# Digital Research DR-2800??



## Legendary70 (Jun 26, 2012)

Hello. I found a guy in my town selling these speakers. I am wondering if they are Excellent, Average or good speakers?

How much would I pay for them? He says it has a sub in them. They look in good condition. I am going to check them out this evening. thx.[​IMG]


----------



## nova (Apr 30, 2006)

Run away as fast as you can. These are well known "White Van" scam speakers.


----------



## lovinthehd (Mar 17, 2012)

Wow so you can get ribbon tweets on white van speakers now? Keeping up with the times it seems....


----------



## nova (Apr 30, 2006)

Yeah, I don't think that's a ribbon...


----------



## willis7469 (Jan 31, 2014)

nova said:


> Yeah, I don't think that's a ribbon...




In the fuzzy picture it looks like someone quartered a soup can and stuck it in there.


----------



## lovinthehd (Mar 17, 2012)

nova said:


> Yeah, I don't think that's a ribbon...


So it just looks like one?
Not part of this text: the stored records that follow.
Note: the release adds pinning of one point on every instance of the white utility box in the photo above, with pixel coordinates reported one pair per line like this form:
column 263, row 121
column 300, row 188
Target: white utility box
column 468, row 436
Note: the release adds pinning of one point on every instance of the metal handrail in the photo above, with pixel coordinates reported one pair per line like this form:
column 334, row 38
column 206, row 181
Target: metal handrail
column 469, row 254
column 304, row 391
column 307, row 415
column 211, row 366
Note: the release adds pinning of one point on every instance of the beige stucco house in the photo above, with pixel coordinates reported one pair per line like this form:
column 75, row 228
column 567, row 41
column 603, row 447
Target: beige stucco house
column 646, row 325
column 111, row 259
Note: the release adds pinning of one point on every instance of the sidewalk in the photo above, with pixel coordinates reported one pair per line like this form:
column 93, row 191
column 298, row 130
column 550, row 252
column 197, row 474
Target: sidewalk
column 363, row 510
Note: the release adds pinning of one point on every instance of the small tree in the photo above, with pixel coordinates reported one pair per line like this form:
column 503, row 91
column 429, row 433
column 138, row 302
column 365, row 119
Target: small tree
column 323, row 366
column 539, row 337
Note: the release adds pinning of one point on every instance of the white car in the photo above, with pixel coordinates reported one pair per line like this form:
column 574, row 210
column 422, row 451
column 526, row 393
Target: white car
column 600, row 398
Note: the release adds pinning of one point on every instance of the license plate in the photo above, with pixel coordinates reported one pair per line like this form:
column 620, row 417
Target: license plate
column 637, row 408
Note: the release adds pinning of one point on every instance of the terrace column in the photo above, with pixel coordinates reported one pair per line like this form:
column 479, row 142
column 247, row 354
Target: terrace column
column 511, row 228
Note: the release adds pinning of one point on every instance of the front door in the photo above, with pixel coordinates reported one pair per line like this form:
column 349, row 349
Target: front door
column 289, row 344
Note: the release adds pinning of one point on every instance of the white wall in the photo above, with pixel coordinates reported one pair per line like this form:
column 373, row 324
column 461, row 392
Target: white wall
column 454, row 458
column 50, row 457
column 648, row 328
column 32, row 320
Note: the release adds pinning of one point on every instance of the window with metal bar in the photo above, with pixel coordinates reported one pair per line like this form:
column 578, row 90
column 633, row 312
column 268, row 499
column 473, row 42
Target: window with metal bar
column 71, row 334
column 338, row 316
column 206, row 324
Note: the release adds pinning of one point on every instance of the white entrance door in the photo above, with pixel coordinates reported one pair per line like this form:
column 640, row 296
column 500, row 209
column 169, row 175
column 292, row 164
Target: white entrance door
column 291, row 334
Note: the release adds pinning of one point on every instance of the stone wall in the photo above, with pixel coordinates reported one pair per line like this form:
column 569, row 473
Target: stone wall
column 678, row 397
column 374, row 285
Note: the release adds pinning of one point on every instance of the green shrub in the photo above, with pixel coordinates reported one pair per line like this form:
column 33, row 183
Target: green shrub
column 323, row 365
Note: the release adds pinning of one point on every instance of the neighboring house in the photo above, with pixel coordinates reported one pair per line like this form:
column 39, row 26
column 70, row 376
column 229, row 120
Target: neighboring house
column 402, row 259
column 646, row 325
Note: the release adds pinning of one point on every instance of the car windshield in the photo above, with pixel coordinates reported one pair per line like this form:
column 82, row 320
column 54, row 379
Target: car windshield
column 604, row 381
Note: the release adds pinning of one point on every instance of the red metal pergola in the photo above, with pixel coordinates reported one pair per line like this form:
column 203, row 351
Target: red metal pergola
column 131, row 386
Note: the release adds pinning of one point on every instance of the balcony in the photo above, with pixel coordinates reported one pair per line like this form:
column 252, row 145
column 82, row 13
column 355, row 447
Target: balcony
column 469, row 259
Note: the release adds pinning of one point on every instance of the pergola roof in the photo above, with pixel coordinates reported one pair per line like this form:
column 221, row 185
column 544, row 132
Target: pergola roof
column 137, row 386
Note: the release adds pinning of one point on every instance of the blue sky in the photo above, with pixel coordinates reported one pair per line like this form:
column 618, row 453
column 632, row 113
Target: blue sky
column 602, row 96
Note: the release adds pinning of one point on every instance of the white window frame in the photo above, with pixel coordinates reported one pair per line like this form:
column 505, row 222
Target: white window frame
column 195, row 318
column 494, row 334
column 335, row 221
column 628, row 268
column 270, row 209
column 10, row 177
Not just a cheap one? :sarcastic:


----------



## Legendary70 (Jun 26, 2012)

lololol. Thx guys. I did not bother with them.


----------



## nova (Apr 30, 2006)

Look at the photo here and you can see the tweeter better.


----------



## lovinthehd (Mar 17, 2012)

nova said:


> Look at the photo here and you can see the tweeter better.



LOL! That's sneaky! Thanks....


----------



## willis7469 (Jan 31, 2014)

madeinchina.com? Wow, I can actually hear those in their graves who built this country rolling over. They get to pollute the earth to death by making this junk, and hen again when it hits the landfill. Awesome...


Sent from my iPhone using Tapatalk


----------



## vtraudt (2 mo ago)

Amazing: you get 14 !!! speakers and firewood all for typically $100 (list price on Marketplace). Probably can know down the price a bit more. Wonder what junkyard pays for 14 magnets???


----------